To discard the stuff we’ve acquired is to murder the version of ourselves we envision using it.
Laura Miller in Marie Kondo Will Help You Tidy Your House, Embrace Your Mortality. Cleaning up is hard to do, y’all.
The piles of stuff we might need someday are an argument that we will always be around to need them. The plans to revisit those photos and take up again that course of study, the books we fully intend to finally read assure us that there will be enough time to do so. Mementos presume the ongoing existence of a rememberer. Yes, all of that is a lie, but it’s a necessary lie. And all the joy in the world can’t really compensate for having to let that go.
Cf. “Our unlived lives…”
In telling the story of how you became who you are, and of who you’re on your way to becoming, the story itself becomes a part of who you are.
What I learned from Prince and Muhammad Ali was that it’s possible to love yourself so much that everyone else does, too.
Give your past, present and future selves influence in proportion to what each has earned. Which one of you is working with the most reliable information — about you and nobody else?
When people say, “I’m the kind of person who,” my heart always sinks. These are formulas, we’ve all got about ten formulas about who we are, what we like, the kind of people we like, all that stuff. The disparity between these phrases and how one experiences oneself minute by minute is ludicrous. It’s like the caption under a painting. You think, Well, yeah, I can see it’s called that. But you need to look at the picture.
He who travels to be amused, or to get somewhat which he does not carry, travels away from himself, and grows old even in youth among old things. In Thebes, in Palmyra, his will and mind have become old and dilapidated as they. He carries ruins to ruins.
They undertake one journey after another and change spectacle for spectacle. As Lucretius says: “Thus ever from himself doth each man flee.” But what does he gain if he does not escape from himself? He ever follows himself and weighs upon himself as his own most burdensome companion.
It really got to me when someone asks what I did for a living and I realized I didn’t have a good answer. And it was just, I don’t know, it was like I’m in my apartment alone all day editing this thing that I’m calling a film but it wasn’t actually a film yet. So yeah, there’s a couple of times where I just gave up and decided I was going to go back and get a job and actually have a good answer to what I did for a living. That was going to be that.
All these people, telling stories about the stories that their things tell about them.
Fear and defensiveness, the architects of so many of our lowest moments.
Our unlived lives–the lives we live in fantasy, the wished-for lives–are often more important to us than our so-called lived lives; we can’t (in both senses) imagine ourselves without them.

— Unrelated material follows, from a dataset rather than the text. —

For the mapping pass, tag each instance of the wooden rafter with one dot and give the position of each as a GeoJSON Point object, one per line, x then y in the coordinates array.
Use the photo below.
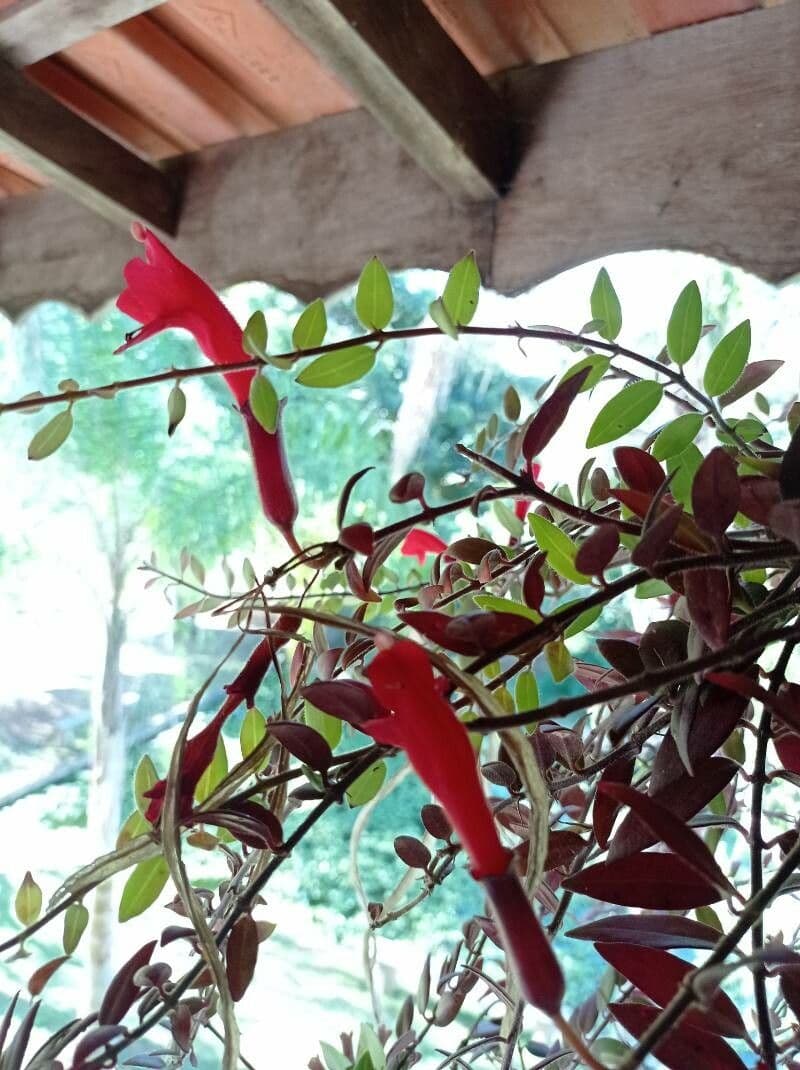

In reference to Matt Haughey’s essay:
What could I possibly write as a status update that would be interesting to my father, one of my coworkers from my first job out of college, the friend of a friend who met me at a pub crawl and friended me, and someone who followed me because of a blog post I wrote about technology? This odd assortment of people all friended me on Facebook because they know me, and that doesn’t feel like a natural audience for any content except random life updates, like relationship status changes, the birth of children, job changes, the occasional photo so people know what you look like now. So unlike Haughey, what I struggle with about Facebook is not the constraint to be consistent with a single conception of myself, it’s the struggle to target content to match multiple versions of myself.
The fastest way to change yourself is to hang out with people who are already the way you want to be.
Hang around people who are better than you all the time. You do pick up the behavior of people who are around you. It will make you a better person. Marry upward. That is the person who is going to have the biggest effect on you. A relationship like that over the decades will do nothing but good.
If I can stretch this a bit, they don’t even have to be alive! See Austin Kleon:
The great thing about dead or remote masters is that they can’t refuse you as an apprentice. You can learn whatever you want from them. They left their lesson plans in their work.